Burning Highlights Into PDF

This highlighting method creates new PDF document on-the-fly, injecting highlights and navigation annotations into the original document. The resulting document can be opened in any PDF viewer and, assuming the viewer supports PDF Annotations feature, term highlights will be shown.

Check live example here.

images/download/attachments/64585788/highlights-burned-in-w600.png

PDF Bookmarks

For all found terms/phrases, PDF bookmarks will be created under the "Highlights" bookmark node. The title of the bookmark will be matching text.

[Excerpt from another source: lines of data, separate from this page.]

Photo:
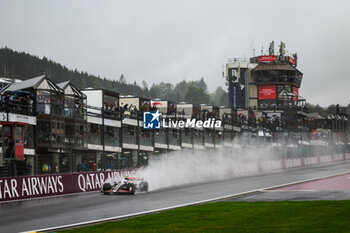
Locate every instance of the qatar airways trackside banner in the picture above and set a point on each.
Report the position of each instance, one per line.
(16, 188)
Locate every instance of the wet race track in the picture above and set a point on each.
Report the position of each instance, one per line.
(51, 212)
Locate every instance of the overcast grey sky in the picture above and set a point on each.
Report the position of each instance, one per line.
(172, 40)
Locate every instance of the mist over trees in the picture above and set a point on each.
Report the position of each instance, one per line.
(21, 65)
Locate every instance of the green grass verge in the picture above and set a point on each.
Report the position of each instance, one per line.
(303, 216)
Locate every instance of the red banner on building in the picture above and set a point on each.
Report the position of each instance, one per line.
(24, 187)
(267, 58)
(267, 92)
(296, 93)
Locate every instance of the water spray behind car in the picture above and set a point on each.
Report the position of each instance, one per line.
(188, 166)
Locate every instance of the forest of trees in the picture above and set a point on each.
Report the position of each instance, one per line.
(20, 65)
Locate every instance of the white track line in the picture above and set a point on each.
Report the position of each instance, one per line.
(182, 205)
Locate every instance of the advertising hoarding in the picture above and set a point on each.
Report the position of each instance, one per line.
(296, 93)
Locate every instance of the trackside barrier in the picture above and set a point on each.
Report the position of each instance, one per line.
(26, 187)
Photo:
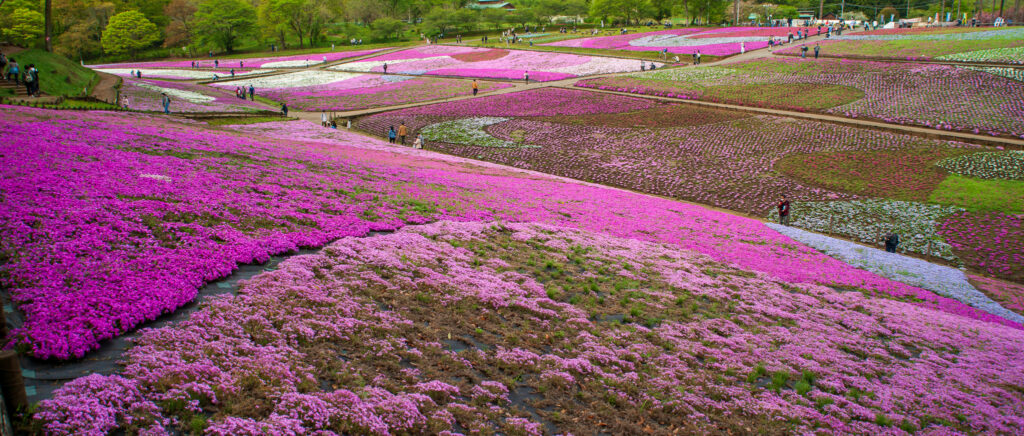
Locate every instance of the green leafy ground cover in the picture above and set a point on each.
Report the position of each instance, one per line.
(58, 75)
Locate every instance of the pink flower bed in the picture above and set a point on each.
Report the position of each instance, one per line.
(111, 220)
(145, 95)
(370, 90)
(449, 60)
(252, 62)
(1008, 294)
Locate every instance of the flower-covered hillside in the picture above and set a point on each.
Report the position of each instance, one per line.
(524, 329)
(109, 220)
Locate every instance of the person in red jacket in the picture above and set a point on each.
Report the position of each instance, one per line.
(783, 211)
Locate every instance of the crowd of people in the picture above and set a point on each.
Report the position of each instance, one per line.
(12, 72)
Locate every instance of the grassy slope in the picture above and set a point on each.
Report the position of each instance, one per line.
(58, 75)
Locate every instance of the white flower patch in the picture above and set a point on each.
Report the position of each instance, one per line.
(943, 280)
(177, 74)
(292, 63)
(469, 131)
(1006, 54)
(292, 80)
(190, 96)
(369, 66)
(688, 75)
(155, 177)
(992, 165)
(687, 41)
(599, 66)
(869, 220)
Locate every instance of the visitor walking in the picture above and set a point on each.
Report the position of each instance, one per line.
(31, 76)
(892, 241)
(783, 211)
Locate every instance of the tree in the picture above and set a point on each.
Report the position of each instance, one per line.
(364, 10)
(129, 32)
(293, 13)
(26, 27)
(626, 9)
(78, 26)
(495, 16)
(663, 8)
(48, 25)
(386, 28)
(222, 23)
(181, 14)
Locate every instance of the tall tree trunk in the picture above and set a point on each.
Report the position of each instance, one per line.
(48, 25)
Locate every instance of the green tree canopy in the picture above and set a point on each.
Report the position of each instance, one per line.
(129, 32)
(387, 28)
(222, 23)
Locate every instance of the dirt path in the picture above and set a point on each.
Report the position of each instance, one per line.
(107, 89)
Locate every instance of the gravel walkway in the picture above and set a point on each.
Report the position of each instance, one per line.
(943, 280)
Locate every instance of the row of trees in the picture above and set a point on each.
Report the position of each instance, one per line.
(86, 29)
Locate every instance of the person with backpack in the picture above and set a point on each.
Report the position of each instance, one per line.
(891, 241)
(783, 210)
(13, 72)
(32, 80)
(402, 132)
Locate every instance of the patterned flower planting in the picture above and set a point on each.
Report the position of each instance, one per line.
(525, 329)
(298, 60)
(718, 42)
(155, 209)
(938, 96)
(485, 62)
(997, 46)
(145, 95)
(323, 90)
(994, 165)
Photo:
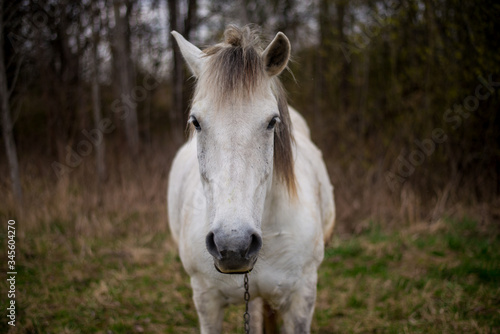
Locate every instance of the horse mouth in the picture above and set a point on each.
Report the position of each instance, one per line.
(224, 267)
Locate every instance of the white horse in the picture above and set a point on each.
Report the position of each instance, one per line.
(246, 192)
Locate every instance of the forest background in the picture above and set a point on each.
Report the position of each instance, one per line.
(402, 97)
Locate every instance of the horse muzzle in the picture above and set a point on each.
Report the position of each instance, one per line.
(234, 252)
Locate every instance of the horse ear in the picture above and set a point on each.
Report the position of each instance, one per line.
(193, 56)
(277, 54)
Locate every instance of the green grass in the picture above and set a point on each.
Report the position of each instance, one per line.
(443, 278)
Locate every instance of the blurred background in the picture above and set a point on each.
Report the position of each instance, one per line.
(401, 96)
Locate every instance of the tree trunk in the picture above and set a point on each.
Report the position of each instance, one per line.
(177, 80)
(126, 74)
(7, 126)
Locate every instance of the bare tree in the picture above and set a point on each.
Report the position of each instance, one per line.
(96, 93)
(126, 76)
(7, 126)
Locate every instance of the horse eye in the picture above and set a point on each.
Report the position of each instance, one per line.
(273, 122)
(195, 123)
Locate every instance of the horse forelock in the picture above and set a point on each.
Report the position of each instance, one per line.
(235, 71)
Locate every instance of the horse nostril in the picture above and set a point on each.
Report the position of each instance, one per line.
(255, 246)
(212, 246)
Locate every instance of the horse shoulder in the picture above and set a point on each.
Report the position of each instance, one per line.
(312, 176)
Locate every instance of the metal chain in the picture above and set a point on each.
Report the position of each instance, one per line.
(246, 297)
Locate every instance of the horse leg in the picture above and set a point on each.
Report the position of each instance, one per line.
(209, 307)
(297, 316)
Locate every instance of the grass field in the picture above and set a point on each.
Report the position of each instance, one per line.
(438, 278)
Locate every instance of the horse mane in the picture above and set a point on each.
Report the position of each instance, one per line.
(236, 71)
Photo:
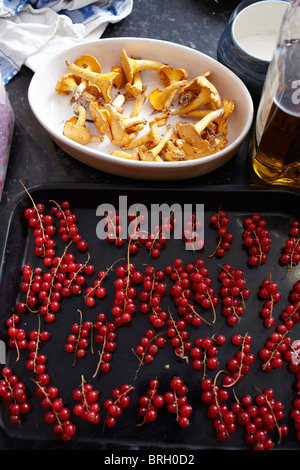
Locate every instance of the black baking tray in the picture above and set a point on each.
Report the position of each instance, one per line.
(279, 208)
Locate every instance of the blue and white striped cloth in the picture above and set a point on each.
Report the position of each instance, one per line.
(32, 30)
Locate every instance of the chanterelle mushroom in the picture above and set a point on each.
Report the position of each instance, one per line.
(168, 76)
(199, 92)
(132, 66)
(152, 154)
(104, 81)
(75, 128)
(88, 62)
(191, 133)
(157, 98)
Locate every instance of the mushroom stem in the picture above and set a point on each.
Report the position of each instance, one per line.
(132, 66)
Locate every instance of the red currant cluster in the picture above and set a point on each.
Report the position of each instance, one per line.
(291, 250)
(125, 293)
(204, 351)
(223, 418)
(177, 403)
(192, 233)
(260, 417)
(291, 314)
(44, 228)
(13, 392)
(57, 413)
(45, 291)
(178, 335)
(161, 233)
(106, 336)
(17, 335)
(68, 228)
(78, 341)
(233, 293)
(87, 406)
(96, 291)
(269, 293)
(150, 402)
(220, 222)
(113, 228)
(295, 411)
(275, 348)
(256, 238)
(191, 281)
(148, 347)
(115, 405)
(240, 364)
(151, 295)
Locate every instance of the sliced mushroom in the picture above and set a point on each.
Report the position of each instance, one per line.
(151, 137)
(136, 87)
(104, 81)
(168, 76)
(119, 78)
(132, 66)
(88, 62)
(101, 118)
(152, 154)
(75, 128)
(157, 98)
(199, 92)
(191, 133)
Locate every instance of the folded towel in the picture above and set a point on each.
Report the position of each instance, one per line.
(31, 31)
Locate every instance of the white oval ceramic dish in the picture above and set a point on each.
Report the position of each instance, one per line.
(256, 27)
(52, 110)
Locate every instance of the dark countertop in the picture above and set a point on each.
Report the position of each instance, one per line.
(36, 159)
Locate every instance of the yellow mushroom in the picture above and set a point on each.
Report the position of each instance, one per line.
(122, 128)
(199, 92)
(152, 154)
(104, 81)
(88, 62)
(101, 118)
(75, 128)
(157, 98)
(191, 133)
(173, 153)
(168, 76)
(69, 83)
(132, 66)
(119, 78)
(152, 137)
(136, 87)
(222, 121)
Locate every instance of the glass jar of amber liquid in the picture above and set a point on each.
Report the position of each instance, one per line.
(275, 144)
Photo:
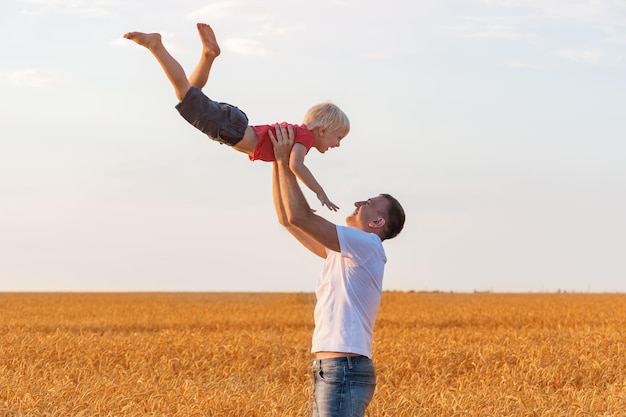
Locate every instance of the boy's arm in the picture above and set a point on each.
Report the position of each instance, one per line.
(296, 209)
(296, 164)
(302, 237)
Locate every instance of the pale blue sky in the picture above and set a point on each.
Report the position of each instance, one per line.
(499, 124)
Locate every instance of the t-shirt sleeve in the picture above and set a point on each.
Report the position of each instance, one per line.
(357, 244)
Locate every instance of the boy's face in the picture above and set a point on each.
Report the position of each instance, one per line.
(326, 139)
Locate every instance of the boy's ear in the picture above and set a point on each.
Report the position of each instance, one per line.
(377, 223)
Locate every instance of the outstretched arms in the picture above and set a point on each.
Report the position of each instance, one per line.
(292, 209)
(296, 163)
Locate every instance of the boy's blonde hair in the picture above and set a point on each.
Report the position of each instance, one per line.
(327, 115)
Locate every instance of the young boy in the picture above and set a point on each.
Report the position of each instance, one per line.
(323, 127)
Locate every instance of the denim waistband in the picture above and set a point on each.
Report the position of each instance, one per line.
(343, 360)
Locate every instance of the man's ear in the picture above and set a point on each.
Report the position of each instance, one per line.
(377, 223)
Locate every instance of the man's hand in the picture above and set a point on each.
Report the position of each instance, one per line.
(282, 141)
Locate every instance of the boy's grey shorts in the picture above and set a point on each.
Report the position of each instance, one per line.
(222, 122)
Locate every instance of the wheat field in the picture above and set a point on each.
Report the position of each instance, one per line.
(247, 354)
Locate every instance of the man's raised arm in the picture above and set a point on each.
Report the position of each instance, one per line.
(313, 231)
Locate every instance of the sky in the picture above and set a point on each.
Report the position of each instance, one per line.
(498, 124)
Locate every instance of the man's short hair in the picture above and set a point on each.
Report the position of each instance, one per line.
(394, 220)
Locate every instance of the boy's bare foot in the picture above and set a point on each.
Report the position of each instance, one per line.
(209, 43)
(149, 40)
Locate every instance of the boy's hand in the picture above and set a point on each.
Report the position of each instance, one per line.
(326, 202)
(282, 141)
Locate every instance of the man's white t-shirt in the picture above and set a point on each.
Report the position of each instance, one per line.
(348, 294)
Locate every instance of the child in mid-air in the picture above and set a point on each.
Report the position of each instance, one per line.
(323, 127)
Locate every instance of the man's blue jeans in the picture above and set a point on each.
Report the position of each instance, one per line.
(343, 387)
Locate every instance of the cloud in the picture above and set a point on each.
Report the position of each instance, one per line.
(245, 46)
(229, 9)
(34, 78)
(522, 65)
(89, 8)
(606, 16)
(591, 56)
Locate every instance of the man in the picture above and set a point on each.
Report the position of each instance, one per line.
(349, 288)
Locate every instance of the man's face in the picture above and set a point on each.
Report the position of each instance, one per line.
(367, 211)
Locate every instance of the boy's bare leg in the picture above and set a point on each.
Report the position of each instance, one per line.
(210, 51)
(173, 70)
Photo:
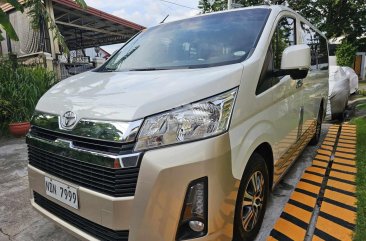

The following options control and can be used to customize bookmark creation:

highlighter.pdf {
bookmarksForMatches {
enabled = true
pathTemplate = "Highlights > {tag} > {match} (pg {page})"
sortNodes = true
}
}

The pathTemplate string defines hierarchical organization of created bookmarks:

  • Bookmark node levels are separated by the > mark surrounded by whitespace.

  • Placeholders {tag}, {match} and {page} will be replaced with query tag, matched text and page number respectively.

  • Any other text will be used as it is.

  • If the node text is empty (e.g. query tagging is not used), the level is omitted and any child nodes are added directly to the parent node.

For the above default bookmark path template, bookmarks to hits (that look like "Solder Pallet (pg 123)") will be grouped in sections named by the tags (if defined), and finally added to the top level node "Highlights".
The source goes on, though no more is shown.